His last days were no different from the rest of his life, except maybe that they could have been even more distressful. On June 13, 1948 – six days before his 39th birthday – Tsushima and Yamazaki drowned themselves in the Tama river, in the Tamagawa Aqueduct. The tormented existence of a profoundly disturbed writer, that never had any interior peace while alive, had finally reached its afflictive conclusion.
In his short life, Tsushima has published more than twenty-five literary works – mostly novels and short stories –, although he could write essays and plays as well. A very productive writer, he could publish four works in a single year, maintaining an ardent discipline, that would seem somewhat incompatible with his dissolute lifestyle and erratic behavior. Nevertheless, he managed to be not only one of the greatest Japanese writers of his generation, but one of the most relevant in his country’s literature, displaying pure creative standards, that could be seen as imperiously passionate, as well as frivolously distant, maintaining a dignifying sobriety, that elegantly pursued the veracity of sensibility, without ever renouncing to a prominent degree of poetic sophistication.

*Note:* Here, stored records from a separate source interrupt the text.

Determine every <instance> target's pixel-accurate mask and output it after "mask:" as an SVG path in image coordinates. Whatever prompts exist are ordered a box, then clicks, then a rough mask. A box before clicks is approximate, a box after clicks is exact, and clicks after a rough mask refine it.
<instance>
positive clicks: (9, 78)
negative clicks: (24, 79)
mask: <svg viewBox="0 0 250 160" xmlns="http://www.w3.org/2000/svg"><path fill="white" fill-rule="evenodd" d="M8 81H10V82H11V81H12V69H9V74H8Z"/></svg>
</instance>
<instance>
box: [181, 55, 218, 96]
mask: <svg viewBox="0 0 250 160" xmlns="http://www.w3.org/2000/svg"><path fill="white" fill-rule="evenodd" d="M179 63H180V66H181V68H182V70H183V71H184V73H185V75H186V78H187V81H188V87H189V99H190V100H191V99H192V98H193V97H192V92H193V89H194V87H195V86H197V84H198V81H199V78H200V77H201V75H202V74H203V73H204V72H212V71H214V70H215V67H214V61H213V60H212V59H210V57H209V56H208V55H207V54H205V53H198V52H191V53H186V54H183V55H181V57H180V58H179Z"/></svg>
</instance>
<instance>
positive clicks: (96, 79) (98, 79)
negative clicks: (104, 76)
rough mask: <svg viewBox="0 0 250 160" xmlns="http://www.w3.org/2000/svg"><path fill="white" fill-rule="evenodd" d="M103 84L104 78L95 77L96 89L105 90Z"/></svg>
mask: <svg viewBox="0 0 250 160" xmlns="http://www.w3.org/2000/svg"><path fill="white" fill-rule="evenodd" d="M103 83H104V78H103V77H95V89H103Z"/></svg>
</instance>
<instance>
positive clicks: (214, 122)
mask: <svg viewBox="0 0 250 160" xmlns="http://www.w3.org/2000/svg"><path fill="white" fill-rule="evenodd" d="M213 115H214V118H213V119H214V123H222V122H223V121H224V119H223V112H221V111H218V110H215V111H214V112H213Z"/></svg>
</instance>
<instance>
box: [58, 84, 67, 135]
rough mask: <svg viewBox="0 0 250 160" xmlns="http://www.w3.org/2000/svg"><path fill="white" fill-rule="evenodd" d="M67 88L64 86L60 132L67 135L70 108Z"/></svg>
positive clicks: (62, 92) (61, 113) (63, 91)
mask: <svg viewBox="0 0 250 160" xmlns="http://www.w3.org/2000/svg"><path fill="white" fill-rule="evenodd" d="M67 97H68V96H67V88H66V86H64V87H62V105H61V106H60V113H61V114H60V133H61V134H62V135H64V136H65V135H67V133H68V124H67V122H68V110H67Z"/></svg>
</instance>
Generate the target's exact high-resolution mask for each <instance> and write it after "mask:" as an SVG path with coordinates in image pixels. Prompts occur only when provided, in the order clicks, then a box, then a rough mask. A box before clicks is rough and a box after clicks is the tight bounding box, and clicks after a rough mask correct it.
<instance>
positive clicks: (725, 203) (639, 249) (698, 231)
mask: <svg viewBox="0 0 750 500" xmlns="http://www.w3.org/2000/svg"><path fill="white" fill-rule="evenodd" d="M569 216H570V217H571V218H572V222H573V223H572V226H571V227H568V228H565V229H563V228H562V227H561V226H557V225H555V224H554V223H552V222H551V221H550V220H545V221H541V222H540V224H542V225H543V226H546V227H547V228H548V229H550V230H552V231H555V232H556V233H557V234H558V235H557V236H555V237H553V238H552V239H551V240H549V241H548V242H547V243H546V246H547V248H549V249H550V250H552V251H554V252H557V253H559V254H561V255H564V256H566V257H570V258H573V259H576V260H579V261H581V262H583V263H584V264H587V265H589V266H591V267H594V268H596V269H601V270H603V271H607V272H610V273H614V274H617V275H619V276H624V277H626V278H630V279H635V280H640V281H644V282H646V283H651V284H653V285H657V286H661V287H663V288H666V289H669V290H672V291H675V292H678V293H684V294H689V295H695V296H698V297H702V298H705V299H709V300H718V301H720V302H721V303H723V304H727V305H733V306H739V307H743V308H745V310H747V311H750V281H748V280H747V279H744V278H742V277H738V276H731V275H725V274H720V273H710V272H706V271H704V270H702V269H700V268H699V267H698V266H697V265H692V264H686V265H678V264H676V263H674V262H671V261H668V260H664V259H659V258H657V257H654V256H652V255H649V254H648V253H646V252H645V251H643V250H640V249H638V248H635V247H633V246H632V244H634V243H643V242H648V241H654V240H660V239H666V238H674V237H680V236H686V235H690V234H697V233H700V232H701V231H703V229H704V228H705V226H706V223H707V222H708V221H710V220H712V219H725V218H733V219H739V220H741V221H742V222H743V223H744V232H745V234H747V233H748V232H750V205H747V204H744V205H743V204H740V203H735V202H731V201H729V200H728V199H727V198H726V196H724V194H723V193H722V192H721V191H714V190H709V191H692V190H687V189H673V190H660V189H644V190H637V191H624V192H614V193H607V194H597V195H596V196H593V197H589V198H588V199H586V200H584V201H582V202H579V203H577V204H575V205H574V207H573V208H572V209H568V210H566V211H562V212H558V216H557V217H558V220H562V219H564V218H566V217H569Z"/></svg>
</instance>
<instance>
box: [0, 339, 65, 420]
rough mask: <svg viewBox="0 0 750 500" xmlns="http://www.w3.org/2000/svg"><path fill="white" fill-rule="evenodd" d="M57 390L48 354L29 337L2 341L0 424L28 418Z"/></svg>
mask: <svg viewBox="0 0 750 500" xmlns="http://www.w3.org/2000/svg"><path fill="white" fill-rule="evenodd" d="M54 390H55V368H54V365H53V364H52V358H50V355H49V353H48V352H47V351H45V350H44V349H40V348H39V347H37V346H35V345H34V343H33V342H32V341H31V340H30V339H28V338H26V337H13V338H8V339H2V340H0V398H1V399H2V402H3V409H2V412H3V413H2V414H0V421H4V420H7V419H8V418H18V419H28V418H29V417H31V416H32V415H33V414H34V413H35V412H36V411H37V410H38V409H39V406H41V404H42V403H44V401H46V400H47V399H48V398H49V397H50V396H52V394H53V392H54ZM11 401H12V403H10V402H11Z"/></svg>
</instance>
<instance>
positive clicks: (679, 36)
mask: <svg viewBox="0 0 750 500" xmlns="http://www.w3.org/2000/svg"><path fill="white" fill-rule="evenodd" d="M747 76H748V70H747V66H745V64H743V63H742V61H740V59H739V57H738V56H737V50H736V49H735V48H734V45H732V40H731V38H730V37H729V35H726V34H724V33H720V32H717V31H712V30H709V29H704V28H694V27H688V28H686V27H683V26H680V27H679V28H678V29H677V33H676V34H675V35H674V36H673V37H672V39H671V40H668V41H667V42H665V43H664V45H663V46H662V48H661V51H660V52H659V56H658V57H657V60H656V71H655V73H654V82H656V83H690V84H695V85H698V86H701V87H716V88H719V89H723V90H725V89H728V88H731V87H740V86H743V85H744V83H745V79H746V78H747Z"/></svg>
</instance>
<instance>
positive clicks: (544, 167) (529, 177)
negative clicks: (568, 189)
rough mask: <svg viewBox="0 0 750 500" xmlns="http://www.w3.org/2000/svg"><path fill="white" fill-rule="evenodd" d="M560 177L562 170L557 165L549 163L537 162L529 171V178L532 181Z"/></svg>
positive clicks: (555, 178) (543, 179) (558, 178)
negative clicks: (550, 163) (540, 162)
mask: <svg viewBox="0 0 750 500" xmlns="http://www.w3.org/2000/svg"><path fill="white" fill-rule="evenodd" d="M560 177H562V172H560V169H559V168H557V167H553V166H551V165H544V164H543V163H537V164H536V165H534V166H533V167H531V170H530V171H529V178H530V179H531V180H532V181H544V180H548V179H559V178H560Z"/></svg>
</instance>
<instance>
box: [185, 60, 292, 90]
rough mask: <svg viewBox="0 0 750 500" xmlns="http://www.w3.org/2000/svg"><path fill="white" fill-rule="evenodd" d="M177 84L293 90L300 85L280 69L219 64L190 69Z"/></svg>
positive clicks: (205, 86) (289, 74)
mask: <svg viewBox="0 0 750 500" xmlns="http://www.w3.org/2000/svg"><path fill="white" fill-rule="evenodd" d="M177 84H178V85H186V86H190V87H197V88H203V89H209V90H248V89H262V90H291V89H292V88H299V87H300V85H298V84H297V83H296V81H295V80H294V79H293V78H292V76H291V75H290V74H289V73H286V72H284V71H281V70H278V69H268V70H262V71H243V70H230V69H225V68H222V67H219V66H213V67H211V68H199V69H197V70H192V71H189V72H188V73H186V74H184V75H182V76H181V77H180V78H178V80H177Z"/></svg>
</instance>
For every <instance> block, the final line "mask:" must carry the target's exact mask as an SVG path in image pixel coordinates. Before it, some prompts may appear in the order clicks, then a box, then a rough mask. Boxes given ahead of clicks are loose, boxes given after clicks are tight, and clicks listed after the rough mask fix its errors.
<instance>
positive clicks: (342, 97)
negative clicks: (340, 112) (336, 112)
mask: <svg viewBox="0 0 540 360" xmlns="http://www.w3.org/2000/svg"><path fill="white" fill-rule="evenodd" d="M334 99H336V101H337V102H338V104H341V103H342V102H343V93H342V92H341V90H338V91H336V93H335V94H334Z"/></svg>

Unfortunately – despite his stature as one of the greatest Japanese writers – Tsushima remains little known outside his native country. Giving the difficulty that poses translating Japanese to other languages, especially an author with such a respectable degree of complexity like Osamu Dazai, the translations would be better provided by professionals native to Japan, already familiar with the language.
In 1965, the Dazai Osamu prize – in Japanese, the surname comes first – was established, to reward the best original short story inscribed in the competition. Exclusive for amateurs, unknown writers and beginners in the literary scene, the winner recollects a gift and a cash ward of one million yen. The prize was interrupted for more than two decades, having ceased in 1978, but returned in 1999. In Goshogawara – the city that incorporated the town where Tsushima was born –, there is a museum dedicated to him, which is located in a house built by the writer’s father. Tsushima lived there for fourteen years, from his birth, in 1909, until 1923.
Shūji Tsushima was a tragedy, but also an excelling beauty in the literary world. With a vivacity and a deep sensibility that was capable of filtering the most dense and tragic aspects of existence, he was engrossed in a struggle against himself, in an effort to determine the validity of life. A warrior whose soul felt with regret the misery and the uneasiness of a world full of emptiness, Tsushima resented living a life without the proper answers to the most relevant and sincere elements of what it means to be human. Never being able to find true happiness anywhere, he managed to be content with the ephemeral pleasure of prostitutes, brief liaisons, alcohol and narcotics, resining himself to pretend that this is all that life has to offer.
Not being able to restrict his impulsive restlessness, the ardent savagery of his disturbed heart couldn’t bear the sordid anguish of a miserable existence. Although it is somewhat easy to perceive that he was not a nihilist, he apparently at some point gave up looking life as a more profound and meaningful source of redemption, the effort apparently no longer being considered worthwhile.
A formidable literary talent that deserves to be vastly appreciated, Shūji Tsushima will always be a dramatic, though inspiringly graceful landmark in Japanese literature. As someone who saw life as a battle fought between the visceral agony of the perceptions of the soul and the inherent fatalities of a darkness that never fades away, this colossal literary icon will remain a splendid strength of glorious sensibility in the literary arts – unparalleled with anyone before or after him –, never to be matched in the lancinating brutality of his diffuse sincerity.